My real name is Felix. I made it a point to ask my parents how they decided on that, and there wasn’t any big surprise. They just watned a name that would be different than most. They didn’t want me to have an ordinary name. At the time, my dad explained to me, they weren’t sure if I as to be a boy or girl. So they had backups. If I was a girl, I would be named Felicia; if I was a boy, I would be named Felix.
I have another real name. A Chinese name that, technically, is the equivalent of my first name. If we were all in China, you would be calling me Wei Tien most likely. Here in America, my first name is Felix. My middle name is my Chinese first name, Wei Tien.
For a long time, I was pretty embarassed by my middle name. But then again, who isn’t? For me though, I didn’t like it. It was too Asian a name, too Chinese. Too non-American. Too non-white. Only recently have I been more comfortable with my middle name. And this year, it’s gotten to where I’m truly proud of it.
My command of Chinese is pretty weak. I know that Tien means "sky". And for many years, I believed the word Wei to mean "very". So, I thought that my name meant "very sky." Pretty cool.

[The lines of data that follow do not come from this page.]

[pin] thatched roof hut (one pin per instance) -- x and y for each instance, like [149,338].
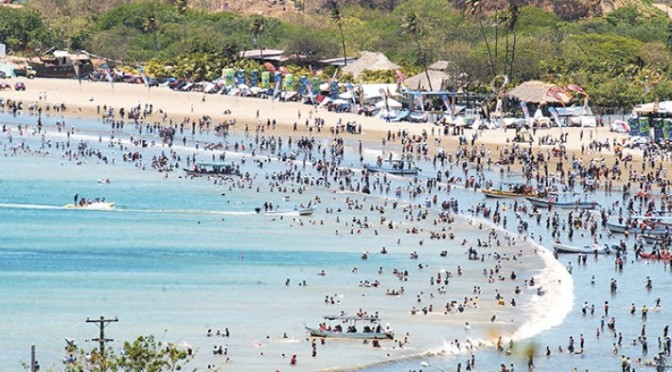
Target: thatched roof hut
[419,81]
[539,92]
[369,61]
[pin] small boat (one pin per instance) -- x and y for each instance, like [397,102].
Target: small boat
[212,169]
[93,206]
[500,194]
[372,331]
[553,202]
[664,256]
[620,228]
[397,167]
[308,211]
[586,249]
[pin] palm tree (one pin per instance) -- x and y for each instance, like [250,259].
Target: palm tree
[476,7]
[181,8]
[411,26]
[151,24]
[511,26]
[335,15]
[257,28]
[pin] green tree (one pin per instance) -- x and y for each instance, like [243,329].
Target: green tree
[258,27]
[475,7]
[335,15]
[411,26]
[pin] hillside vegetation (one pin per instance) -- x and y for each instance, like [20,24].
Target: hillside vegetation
[620,57]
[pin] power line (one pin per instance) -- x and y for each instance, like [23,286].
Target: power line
[102,322]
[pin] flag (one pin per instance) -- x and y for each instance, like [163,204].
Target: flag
[526,113]
[400,76]
[277,80]
[351,90]
[446,101]
[145,80]
[108,74]
[555,115]
[576,89]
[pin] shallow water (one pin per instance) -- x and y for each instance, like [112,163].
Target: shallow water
[181,256]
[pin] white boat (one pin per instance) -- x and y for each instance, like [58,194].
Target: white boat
[373,331]
[93,206]
[587,249]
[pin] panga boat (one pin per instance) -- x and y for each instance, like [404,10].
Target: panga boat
[93,206]
[586,249]
[511,193]
[212,169]
[371,331]
[398,167]
[554,202]
[307,211]
[664,255]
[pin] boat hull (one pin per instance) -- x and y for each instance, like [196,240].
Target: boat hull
[98,206]
[396,171]
[314,332]
[543,203]
[562,248]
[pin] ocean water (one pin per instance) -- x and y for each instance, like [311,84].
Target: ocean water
[179,256]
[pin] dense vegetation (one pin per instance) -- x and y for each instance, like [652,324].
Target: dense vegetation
[620,58]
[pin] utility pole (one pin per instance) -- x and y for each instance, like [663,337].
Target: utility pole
[102,322]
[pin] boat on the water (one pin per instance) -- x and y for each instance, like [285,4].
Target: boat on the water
[512,192]
[397,167]
[92,206]
[308,211]
[373,330]
[664,255]
[649,227]
[554,201]
[586,249]
[217,169]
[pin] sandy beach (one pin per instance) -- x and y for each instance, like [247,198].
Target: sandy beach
[491,318]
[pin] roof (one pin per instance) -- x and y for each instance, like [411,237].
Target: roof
[269,54]
[439,65]
[537,92]
[373,61]
[419,81]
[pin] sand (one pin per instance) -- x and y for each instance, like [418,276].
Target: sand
[83,99]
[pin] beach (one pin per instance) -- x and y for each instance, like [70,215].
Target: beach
[262,260]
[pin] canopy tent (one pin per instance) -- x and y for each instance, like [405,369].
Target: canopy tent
[620,126]
[369,61]
[539,92]
[7,69]
[391,103]
[663,107]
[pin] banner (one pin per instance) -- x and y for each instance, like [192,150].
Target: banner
[301,86]
[634,126]
[265,79]
[289,82]
[254,78]
[277,83]
[240,77]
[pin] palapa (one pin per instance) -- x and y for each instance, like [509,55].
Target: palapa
[539,92]
[369,61]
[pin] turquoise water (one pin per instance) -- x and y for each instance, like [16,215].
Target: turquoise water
[179,256]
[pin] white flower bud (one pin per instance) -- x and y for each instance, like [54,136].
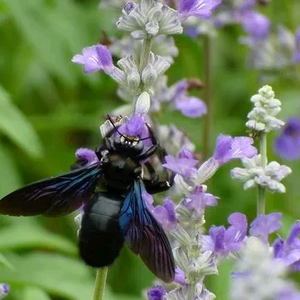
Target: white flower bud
[142,105]
[149,76]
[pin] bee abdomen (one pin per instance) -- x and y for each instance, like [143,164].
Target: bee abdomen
[100,237]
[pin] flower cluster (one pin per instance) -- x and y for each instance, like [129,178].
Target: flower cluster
[255,174]
[287,145]
[263,116]
[197,255]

Yesterday, as I was driving home with my mom and dad, I asked them about my Chinese name; I wanted them to explain it to me. Turns out, "Wei" is less descriptive than I thought… it has more symbolic meaning. Back in China, each small village would typically have a poem of some sort, writing that would be part of a temple’s woodwork or carved somewhere on the building. For each child born in a particular generation, a specific word was chosen from that temple poem. So the word "Wei" was originally part of some poem/writing in my grandmother’s village, and every grandchild has that first prefix to their Chinese name. So, as my name is "Wei Tien," my sister’s name is "Wei Sum." Depending on the family, and depending on the generation, a different word is chosen… but that one word is given to every child born into that generation.
Tien, it turns out, means more than sky. It also stands for "heaven", "the heavens", "the firmament". The word Wei means to "maintain," to "preserve" or "hold together." So, roughly translated, my real Chinese name means "Preserver of Heaven" or "He Who Holds the Heavens Together."
This trip home was really great. I had a good time talking with everyone and there wasn’t any stress at all. Well, minimal stress. :) And the conversation I had with my parents about my name really did something to me. Since last night, I’ve been thinking a lot.
In some ways, it felt almost as though I had been given a new name. Going home, I discovered this secret meaning, this secret side of myself that I never knew existed. It makes me feel hopeful because, at times, I am largely a creature of habit and routine. And then, seemingly out of nowhere, something as simple as a name completely reshapes my perspective. For the longest time, I believed my name to be something permanent, something I knew and understood. Now, to find out otherwise… that there’s a whole different meaning than what I believed – that makes me excited. This means that other parts of me, those stubborn, habit-hardened parts of me, may not be as unchangeable as I once believed.